You were fresh out of the bathtub, running around and yelling for help finding pajamas. Together, we agreed on the pants with the bears and a Blues t-shirt.

“Buddy, Mommy needs to say something to you and it’s serious.”
You sighed. “Don’t play with the light saber in the living room, I know, I know.”
“No, Spenny. Mommy needs to say sorry. I was not very nice after Shiloh was born and that probably didn’t make you feel good. I’m sorry I was mad all the time and I was mean.”
You had no idea how the guilt was eating me up. You, my firstborn son, who I love more than I ever thought humanly possible… you dealt with me at my worst. You were stuck in the house with me while I was tired and sore and full of anxiety. Your whole world changed and your mom changed right along with it. And now that I’m finally on the other side of it and I can see the ways my postpartum roller coaster affected you… I felt horrible. I felt like I damaged our relationship beyond repair and you’d never trust me again.

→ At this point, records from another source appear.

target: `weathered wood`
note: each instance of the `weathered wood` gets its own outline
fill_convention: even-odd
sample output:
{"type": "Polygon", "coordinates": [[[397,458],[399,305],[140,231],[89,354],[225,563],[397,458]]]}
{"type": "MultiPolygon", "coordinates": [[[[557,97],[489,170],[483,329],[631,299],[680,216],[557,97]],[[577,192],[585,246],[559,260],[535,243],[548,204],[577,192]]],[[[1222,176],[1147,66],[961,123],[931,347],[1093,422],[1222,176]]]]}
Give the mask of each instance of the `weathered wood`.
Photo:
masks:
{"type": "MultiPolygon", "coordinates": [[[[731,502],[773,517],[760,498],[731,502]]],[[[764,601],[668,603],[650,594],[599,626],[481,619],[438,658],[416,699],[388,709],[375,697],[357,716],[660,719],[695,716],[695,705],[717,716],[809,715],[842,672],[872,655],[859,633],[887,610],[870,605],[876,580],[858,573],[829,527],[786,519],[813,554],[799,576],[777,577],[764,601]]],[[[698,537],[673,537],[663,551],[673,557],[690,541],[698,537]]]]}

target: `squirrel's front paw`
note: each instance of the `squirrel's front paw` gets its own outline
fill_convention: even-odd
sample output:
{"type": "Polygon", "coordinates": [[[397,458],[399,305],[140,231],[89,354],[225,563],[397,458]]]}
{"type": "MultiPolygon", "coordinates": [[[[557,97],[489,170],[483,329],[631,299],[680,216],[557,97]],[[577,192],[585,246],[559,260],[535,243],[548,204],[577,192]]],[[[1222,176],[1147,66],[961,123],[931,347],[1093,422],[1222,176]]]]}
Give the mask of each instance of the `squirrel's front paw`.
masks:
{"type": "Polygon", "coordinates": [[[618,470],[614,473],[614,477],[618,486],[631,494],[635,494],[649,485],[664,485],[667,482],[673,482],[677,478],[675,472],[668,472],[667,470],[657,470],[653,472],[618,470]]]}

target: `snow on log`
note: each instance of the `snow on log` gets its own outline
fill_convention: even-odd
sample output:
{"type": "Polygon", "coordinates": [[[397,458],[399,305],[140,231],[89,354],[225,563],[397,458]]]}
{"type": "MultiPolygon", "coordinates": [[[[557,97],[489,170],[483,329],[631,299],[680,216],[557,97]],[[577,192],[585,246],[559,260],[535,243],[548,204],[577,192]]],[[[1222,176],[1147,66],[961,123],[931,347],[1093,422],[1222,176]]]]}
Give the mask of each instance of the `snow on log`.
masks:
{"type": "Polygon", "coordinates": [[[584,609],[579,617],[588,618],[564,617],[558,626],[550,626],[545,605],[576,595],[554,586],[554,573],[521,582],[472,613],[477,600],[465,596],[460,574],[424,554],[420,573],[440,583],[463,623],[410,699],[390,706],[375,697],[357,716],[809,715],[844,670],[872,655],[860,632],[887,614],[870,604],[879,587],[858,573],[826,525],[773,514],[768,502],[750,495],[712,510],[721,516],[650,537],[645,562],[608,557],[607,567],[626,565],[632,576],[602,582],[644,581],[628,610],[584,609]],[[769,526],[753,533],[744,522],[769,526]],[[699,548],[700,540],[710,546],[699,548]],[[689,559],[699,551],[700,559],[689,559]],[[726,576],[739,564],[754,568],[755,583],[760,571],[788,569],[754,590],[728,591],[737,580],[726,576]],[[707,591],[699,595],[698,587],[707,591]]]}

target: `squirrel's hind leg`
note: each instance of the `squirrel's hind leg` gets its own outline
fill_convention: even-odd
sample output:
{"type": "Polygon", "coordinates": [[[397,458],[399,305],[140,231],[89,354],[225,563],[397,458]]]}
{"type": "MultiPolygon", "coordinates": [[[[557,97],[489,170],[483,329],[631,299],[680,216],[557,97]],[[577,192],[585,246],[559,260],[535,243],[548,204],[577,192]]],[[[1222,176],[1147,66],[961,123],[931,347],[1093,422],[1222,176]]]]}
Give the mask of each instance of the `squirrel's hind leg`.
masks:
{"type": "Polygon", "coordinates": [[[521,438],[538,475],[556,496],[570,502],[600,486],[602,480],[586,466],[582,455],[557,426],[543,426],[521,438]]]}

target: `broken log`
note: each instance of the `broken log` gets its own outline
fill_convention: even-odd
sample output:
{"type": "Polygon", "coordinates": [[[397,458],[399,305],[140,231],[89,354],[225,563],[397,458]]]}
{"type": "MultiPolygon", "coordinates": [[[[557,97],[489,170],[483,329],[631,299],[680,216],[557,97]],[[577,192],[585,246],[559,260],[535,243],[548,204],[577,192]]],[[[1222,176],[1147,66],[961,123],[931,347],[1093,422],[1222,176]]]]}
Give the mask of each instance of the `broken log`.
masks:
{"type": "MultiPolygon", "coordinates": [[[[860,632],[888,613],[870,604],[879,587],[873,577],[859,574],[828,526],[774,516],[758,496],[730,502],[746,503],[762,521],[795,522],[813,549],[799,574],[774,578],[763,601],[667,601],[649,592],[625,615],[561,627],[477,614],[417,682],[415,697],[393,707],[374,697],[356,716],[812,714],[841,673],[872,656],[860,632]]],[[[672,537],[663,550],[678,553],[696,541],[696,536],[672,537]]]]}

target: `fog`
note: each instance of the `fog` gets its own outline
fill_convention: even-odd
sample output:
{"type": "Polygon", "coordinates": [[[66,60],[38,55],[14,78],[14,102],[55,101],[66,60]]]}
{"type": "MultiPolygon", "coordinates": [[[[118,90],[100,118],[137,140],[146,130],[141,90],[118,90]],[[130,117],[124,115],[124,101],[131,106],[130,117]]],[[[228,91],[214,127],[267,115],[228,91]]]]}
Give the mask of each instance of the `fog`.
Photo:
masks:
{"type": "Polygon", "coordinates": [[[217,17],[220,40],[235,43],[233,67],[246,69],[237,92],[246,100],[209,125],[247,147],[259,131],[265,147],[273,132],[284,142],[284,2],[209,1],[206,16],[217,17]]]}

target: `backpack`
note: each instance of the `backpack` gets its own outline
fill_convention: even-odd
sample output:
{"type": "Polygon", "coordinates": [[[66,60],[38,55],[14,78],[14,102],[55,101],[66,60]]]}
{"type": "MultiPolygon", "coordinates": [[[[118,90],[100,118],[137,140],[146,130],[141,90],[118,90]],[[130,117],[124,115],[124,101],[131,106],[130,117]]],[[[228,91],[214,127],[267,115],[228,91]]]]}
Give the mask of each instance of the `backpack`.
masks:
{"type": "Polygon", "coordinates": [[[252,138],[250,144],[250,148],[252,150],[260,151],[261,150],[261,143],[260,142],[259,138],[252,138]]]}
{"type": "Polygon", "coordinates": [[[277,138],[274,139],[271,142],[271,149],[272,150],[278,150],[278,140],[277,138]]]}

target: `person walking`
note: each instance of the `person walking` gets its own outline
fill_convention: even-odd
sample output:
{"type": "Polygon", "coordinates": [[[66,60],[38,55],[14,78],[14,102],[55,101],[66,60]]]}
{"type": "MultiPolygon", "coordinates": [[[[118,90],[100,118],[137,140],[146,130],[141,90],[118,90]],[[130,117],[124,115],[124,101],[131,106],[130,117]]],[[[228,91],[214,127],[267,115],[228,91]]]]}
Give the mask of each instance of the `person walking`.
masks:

I remember when you were a baby and I would stare at you and think about how overwhelmed I was by the love I felt, and I could not imagine how I could ever feel anything but love. I remember thinking about other parents being annoyed with their kids or yelling at them and not even being able to conceive feeling that way towards you. Well, a few years later, I failed.

“I’m sorry, buddy. I just needed to say that to you.”
Your response. No condemnation, no rehashing of all the ways I hurt your feelings, no awkward jokes to change the subject. Instead, you threw your arms around me and held me and hugged me tight.
“It’s ok, Mommy. I still loved you when you were mad. I will never ever stop loving you!”
I will never stop loving you either, buddy. Never, ever.